6. Size up the packages: a good warehouse management system will allocate the right units to pick and then select the correct size and type of container for the order and advise the workers how to use the space in each box most efficiently. Getting the packaging right can reduce cardboard use in a warehouse by more than 20 per cent. Once all the manufacturing, shipping and disposal processes are included, taking one pound of paper out of the supply chain reduces a company’s carbon emissions by a pound, too.

7. Cut paper use: replacing manual, paper-based processes with technology, such as radio frequency identification, bar codes and voice-picking, improves warehouse efficiency and reduces paper consumption.

8. Reduce idling: much of the fuel consumed and emissions produced by trucks come from drivers idling their trucks to keep the heat and air conditioning going at shipping and receiving docks. Comfort stations can substantially reduce idling, lower maintenance costs and enhance driver safety.
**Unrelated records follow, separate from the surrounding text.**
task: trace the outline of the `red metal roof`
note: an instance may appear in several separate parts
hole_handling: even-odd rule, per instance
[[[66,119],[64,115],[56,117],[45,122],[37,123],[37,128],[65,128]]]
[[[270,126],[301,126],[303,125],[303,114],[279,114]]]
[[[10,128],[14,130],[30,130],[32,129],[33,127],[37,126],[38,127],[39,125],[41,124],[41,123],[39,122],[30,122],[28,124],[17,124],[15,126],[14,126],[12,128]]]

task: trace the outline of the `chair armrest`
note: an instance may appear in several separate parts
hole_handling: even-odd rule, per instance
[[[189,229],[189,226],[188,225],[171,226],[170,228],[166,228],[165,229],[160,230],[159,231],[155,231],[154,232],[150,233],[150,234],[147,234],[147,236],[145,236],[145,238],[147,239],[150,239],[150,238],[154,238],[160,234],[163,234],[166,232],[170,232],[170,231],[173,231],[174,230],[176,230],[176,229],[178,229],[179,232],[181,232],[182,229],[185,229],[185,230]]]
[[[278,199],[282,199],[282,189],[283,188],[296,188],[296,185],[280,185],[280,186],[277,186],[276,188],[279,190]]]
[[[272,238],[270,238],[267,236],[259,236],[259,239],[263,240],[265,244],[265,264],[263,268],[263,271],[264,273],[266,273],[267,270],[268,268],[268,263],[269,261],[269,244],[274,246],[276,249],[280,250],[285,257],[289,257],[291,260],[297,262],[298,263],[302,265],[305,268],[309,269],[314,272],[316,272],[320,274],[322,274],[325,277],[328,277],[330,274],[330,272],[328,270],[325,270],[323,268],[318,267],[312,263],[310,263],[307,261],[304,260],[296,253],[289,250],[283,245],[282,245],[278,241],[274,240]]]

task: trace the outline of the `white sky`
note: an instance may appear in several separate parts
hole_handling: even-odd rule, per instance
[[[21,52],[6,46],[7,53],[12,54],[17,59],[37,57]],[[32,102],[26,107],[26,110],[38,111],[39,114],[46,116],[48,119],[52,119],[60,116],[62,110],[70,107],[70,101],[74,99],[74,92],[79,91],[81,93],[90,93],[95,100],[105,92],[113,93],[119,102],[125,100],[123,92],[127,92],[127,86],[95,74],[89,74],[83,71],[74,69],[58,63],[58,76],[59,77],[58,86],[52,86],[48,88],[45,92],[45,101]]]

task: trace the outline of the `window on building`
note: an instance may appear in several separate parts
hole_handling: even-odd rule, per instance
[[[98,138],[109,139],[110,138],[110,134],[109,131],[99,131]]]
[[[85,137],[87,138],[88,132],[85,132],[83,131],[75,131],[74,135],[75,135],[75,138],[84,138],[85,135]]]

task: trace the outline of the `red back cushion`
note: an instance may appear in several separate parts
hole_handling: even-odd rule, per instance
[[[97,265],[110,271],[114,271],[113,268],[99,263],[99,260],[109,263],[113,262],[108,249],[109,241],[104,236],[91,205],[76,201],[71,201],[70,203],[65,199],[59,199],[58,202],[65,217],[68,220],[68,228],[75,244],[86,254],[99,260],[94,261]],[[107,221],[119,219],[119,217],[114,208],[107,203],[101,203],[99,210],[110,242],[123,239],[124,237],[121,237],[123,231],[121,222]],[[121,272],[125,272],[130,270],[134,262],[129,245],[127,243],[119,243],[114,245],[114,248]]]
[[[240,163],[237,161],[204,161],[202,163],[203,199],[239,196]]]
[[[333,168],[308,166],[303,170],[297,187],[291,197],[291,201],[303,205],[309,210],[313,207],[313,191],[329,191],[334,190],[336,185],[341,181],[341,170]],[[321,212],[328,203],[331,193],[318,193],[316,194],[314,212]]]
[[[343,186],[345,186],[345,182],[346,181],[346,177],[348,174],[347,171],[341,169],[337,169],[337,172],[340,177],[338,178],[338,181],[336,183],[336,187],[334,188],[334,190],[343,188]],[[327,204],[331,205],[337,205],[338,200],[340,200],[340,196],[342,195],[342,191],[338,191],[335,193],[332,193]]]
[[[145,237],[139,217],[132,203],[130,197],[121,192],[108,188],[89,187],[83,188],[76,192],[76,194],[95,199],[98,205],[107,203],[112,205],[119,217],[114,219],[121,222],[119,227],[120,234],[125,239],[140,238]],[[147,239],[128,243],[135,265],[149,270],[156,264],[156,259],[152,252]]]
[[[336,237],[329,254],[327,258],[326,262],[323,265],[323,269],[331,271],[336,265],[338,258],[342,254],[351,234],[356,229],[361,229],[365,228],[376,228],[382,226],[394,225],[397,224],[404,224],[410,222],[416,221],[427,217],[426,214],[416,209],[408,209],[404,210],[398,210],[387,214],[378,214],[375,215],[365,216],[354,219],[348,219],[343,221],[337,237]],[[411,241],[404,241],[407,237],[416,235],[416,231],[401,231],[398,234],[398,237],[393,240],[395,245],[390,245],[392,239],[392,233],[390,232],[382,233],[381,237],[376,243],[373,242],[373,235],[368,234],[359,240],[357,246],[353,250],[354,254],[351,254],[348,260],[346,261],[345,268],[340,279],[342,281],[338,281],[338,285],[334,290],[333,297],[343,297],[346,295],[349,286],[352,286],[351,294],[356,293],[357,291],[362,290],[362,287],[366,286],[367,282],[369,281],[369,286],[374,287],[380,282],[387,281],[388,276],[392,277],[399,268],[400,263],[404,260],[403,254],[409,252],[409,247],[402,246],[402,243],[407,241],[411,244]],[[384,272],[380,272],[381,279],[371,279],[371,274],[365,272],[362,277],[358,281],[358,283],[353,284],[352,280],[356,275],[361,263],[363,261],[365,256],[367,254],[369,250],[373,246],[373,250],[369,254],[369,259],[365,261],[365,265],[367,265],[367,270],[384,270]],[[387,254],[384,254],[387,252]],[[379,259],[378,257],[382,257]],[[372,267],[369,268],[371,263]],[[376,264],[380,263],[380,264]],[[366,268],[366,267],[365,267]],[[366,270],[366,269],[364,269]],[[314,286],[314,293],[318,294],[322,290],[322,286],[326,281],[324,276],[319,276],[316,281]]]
Combined with “No Idling” policies at the dock, companies can quickly achieve an improvement in costs, emissions and community relations.

9. Improve fleet aerodynamics: companies can further reduce their fuel consumption and environmental impact by selecting more streamlined tractor profiles, employing automatic tyre inflation systems, implementing wide-base tyres, incorporating hybrid power-train technology and instituting comprehensive driver training.

10. Take care of WEEE: with landfill sites full to bursting, the WEEE directive came into force for UK companies on 1st July 2007 forcing producers, distributors and retailers of electronic goods to take their share of responsibility for the recycling of household electronic equipment. As a result, the ability to manage the reverse logistics process efficiently has become a critical factor for business success. Companies need to manage the physical process of collecting products, and also record which product has been taken where.